Dans la construction du système d’Etat africain contemporain, l’assertion sous-jacente est que la religion appartient à la sphère privée et que, dans un « vrai » esprit libéral et républicain, doit être séparé de l’Etat. Il ne faut donc pas s’étonner que les auteurs des constitutions des pays africains indépendants soulignent ce statut séculier de l’Etat et insistent sur le principe de la séparation de l’Etat et de la religion dans le système de gouvernance. Cependant, même dans les années 1950 et 1960, à la fin du colonialisme et au début des indépendances, il était clair que la question du rôle de la religion dans la gouvernance ne pouvait pas être réduite à une question législative/constitutionnelle. Puisque, les raisons et processus sociologiques qui rendaient les interpénétrations des sphères publiques et privées telles que, malgré les efforts, les religions et les religiosités se sont introduites dans la conduite des affaires de l’Etat ; de la même manière elles étaient représentées au cours de la création et la reproduction de la sphère publique. Dans les cas extrêmes, des enjeux légaux et politiques directs étaient posés par les partisans des religions dominantes et les porteurs de nouvelles religiosités au principe et à la pratique de l’Etat séculier pour imposer la reconnaissance du rôle et de la place de la religion dans la vie nationale. La polarisation sociale causée par de tels enjeux ont souvent résulté dans de violents conflits entre chrétiens et musulmans ; des heurts entre les militants religieux et les forces locales de police ; des conflits ethno-régionaux dans des endroits où la couverture de différentes religions coïncidaient avec des régions géographiques administratives et l’ethnicité, les pressions continues pour les changements constitutionnels et la réforme de l’administration nationale-territoriale pour s’adapter aux demandes religieuses ; des efforts pour limiter la moralité dans la vie publique à son aspect religieux ; et des campagnes pour la redéfinition des enjeux civiques et les enseignements en accord avec différents credo religieux.

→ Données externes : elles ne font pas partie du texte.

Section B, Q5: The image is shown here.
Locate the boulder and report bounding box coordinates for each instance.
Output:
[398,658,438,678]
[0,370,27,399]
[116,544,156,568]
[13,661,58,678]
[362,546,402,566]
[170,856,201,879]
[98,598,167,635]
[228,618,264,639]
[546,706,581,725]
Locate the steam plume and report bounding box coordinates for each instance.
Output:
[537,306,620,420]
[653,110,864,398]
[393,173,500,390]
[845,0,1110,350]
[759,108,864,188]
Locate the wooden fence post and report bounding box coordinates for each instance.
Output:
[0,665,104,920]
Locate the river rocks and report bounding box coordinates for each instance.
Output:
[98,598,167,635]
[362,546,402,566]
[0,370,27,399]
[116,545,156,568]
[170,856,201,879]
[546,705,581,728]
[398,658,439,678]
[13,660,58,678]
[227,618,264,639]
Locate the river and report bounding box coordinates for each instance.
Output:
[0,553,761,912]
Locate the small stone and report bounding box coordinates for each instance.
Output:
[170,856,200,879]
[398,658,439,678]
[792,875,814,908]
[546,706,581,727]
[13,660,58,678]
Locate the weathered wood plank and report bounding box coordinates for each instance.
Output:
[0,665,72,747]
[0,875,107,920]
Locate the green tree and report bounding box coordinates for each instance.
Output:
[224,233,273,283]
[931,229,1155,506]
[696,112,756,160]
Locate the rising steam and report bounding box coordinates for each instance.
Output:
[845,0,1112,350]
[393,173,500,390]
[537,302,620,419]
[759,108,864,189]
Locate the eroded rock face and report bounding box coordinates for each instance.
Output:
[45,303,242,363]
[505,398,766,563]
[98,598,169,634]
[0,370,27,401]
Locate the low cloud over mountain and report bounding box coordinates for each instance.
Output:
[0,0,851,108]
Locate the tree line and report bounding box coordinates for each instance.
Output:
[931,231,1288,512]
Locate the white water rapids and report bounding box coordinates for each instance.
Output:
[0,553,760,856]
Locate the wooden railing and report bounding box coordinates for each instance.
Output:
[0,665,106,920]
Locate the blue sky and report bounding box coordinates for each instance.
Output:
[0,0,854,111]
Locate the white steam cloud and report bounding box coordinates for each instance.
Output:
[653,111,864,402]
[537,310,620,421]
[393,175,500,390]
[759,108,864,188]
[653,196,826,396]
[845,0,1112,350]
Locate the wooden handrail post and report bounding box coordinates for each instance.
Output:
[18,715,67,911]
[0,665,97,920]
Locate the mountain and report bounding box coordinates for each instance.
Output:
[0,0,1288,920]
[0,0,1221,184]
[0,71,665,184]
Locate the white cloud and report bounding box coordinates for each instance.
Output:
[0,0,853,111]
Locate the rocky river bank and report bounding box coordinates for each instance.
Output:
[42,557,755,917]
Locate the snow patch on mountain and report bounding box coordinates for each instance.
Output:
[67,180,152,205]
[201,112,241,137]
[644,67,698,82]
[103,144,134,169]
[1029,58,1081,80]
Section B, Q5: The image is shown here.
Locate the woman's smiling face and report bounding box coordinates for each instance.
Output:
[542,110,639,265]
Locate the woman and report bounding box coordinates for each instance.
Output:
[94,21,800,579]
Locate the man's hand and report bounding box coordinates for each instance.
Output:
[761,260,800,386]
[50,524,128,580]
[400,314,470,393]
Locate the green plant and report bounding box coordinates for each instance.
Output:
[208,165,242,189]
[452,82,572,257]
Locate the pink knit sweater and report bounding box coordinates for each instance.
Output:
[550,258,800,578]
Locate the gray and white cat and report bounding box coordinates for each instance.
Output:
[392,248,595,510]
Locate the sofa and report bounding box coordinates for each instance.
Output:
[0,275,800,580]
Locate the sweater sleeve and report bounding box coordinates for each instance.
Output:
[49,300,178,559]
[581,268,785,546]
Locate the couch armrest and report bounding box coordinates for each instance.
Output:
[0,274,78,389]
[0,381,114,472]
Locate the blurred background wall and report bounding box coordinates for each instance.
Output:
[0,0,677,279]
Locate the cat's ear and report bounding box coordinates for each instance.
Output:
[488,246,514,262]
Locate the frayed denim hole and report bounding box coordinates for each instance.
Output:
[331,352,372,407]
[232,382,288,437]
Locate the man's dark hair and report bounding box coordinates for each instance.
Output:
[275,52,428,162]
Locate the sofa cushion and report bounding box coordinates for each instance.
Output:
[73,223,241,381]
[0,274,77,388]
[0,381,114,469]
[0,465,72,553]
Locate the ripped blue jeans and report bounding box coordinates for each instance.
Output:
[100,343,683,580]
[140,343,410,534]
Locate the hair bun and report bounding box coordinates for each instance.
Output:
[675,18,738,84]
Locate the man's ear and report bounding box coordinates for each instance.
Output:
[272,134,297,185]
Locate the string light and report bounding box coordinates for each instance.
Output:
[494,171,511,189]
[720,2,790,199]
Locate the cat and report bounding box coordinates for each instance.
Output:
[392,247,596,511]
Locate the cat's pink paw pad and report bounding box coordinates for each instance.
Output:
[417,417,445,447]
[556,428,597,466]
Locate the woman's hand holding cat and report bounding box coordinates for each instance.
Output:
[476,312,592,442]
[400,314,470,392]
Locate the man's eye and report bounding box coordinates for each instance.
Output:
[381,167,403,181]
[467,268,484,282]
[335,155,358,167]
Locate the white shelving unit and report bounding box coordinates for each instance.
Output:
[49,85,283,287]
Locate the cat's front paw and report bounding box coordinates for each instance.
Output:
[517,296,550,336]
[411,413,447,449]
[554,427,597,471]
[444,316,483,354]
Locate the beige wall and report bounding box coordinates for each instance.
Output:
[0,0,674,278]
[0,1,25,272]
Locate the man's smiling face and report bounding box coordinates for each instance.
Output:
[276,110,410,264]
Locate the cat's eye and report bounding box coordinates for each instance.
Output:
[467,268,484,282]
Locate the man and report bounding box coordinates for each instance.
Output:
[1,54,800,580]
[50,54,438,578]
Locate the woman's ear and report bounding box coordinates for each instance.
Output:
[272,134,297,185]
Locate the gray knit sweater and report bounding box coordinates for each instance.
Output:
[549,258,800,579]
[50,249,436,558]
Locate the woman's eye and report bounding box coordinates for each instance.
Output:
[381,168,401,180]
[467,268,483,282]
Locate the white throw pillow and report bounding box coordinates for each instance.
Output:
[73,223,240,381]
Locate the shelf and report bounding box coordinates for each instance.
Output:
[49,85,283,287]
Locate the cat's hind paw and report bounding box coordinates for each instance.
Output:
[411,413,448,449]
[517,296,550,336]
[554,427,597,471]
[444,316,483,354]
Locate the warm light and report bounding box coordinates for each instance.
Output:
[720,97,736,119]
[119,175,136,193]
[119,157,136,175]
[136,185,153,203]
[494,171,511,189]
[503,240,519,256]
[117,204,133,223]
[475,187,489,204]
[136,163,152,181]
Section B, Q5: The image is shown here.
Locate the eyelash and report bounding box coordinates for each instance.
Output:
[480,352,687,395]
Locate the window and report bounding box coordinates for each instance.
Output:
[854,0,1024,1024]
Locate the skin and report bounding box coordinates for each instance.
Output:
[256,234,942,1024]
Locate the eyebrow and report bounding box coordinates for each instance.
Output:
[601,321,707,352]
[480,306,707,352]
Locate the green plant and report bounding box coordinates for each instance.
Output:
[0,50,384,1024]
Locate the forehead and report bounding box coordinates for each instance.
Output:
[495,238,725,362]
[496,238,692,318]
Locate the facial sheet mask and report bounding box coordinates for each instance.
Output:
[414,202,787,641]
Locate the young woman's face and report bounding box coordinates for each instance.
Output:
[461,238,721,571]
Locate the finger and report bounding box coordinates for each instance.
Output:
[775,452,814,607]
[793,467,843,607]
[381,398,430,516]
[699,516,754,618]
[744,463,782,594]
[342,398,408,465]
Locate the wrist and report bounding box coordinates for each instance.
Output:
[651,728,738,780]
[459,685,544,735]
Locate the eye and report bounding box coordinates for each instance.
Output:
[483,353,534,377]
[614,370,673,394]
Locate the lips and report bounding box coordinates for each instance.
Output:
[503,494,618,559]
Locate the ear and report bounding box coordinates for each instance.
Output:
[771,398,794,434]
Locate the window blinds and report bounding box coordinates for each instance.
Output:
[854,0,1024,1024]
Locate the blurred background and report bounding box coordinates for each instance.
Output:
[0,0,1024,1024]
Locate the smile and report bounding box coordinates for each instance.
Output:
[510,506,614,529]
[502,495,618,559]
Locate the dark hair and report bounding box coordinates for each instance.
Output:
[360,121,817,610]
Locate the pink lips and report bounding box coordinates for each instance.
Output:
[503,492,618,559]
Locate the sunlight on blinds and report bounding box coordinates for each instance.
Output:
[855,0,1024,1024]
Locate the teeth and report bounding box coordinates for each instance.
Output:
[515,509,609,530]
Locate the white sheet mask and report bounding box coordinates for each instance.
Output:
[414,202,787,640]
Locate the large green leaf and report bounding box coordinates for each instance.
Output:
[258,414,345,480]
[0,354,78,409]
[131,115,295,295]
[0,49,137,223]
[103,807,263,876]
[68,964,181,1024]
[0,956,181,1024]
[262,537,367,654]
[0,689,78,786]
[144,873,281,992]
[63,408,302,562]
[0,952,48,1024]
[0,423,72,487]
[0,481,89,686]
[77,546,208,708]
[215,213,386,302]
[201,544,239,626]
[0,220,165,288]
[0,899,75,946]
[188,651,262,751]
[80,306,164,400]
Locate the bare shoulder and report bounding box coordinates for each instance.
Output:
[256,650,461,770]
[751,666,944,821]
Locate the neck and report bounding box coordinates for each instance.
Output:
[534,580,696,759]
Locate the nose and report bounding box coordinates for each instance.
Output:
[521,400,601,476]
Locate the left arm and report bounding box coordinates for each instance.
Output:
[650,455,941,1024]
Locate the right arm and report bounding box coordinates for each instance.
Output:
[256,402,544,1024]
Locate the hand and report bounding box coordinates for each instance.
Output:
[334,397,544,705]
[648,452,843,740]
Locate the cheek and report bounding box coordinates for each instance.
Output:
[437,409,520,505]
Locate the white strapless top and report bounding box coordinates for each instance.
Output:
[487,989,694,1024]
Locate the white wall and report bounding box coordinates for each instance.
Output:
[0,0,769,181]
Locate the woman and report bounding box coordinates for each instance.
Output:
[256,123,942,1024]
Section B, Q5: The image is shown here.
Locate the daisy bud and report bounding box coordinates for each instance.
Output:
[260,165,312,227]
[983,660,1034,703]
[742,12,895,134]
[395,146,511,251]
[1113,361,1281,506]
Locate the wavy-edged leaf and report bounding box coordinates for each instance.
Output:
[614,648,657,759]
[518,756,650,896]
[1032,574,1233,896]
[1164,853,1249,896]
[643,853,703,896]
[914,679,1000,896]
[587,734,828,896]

A travers la session 2008 de l’Institut sur la Gouvernance, le Conseil propose que l’attention soit portée sur les implications du renouveau religieux et les nouvelles religions qu’a connues la gouvernance sur le continent. A cet effet, différents modes de gestion de cette résurgence des religions et des religiosités seront explorées. A un niveau, l’attention sera portée sur l’impact de la nouvelle religiosité sur la gestion de la sphère publique en Afrique, cette sphère qui comprend les dimensions politique, économique, sociale, culturelle, artistique, esthétique, étique et morale qui imprègnent les différentes relations de classes, de genres, ethno-régionales et inter-générationnelles. A un autre niveau, les lauréats de l’institut seront encouragés à examiner l’impact de la religion et des religiosités sur l’Etat africain et son fonctionnement, à partir d’une perspective historique qui prend en compte la multitude des enjeux légal-constitutionnels, politico-administratifs et socio-culturels qui en découlent. De plus, les conséquences des discours religieuxs en compétition sur le projet de construction de l’Etat, spécialement dans des contextes multi-ethniques où différentes sectes et obédiences religieuses existent côte à côte seront également examinées. Le rôle des associations religieuses dans la politique national sera étudié de même que leur impact sur la mobilisation et la reproduction du leadership et de la légitimité. La manière dont les pouvoirs religieux/spirituels et l’autorité et le pouvoir temporels interagissent dans le processus historique et contemporain de gouvernance en Afrique. Le rôle des institutions religieuses, y compris les organisations de presse qu’elles contrôlent, dans les processus démocratiques en cours en Afrique seront examinées, étant entendu qu’une grande part du projet démocratique africain est la promotion de l’égalité des genres. Les nouvelles religiosités ont également été accompagnées par une émergence de nouveaux mouvements sociaux fondées sur la religion tels que le Mouvement du Saint-Esprit et l’Armée de résistance du Seigneur. La politique de ces mouvements sera examinée.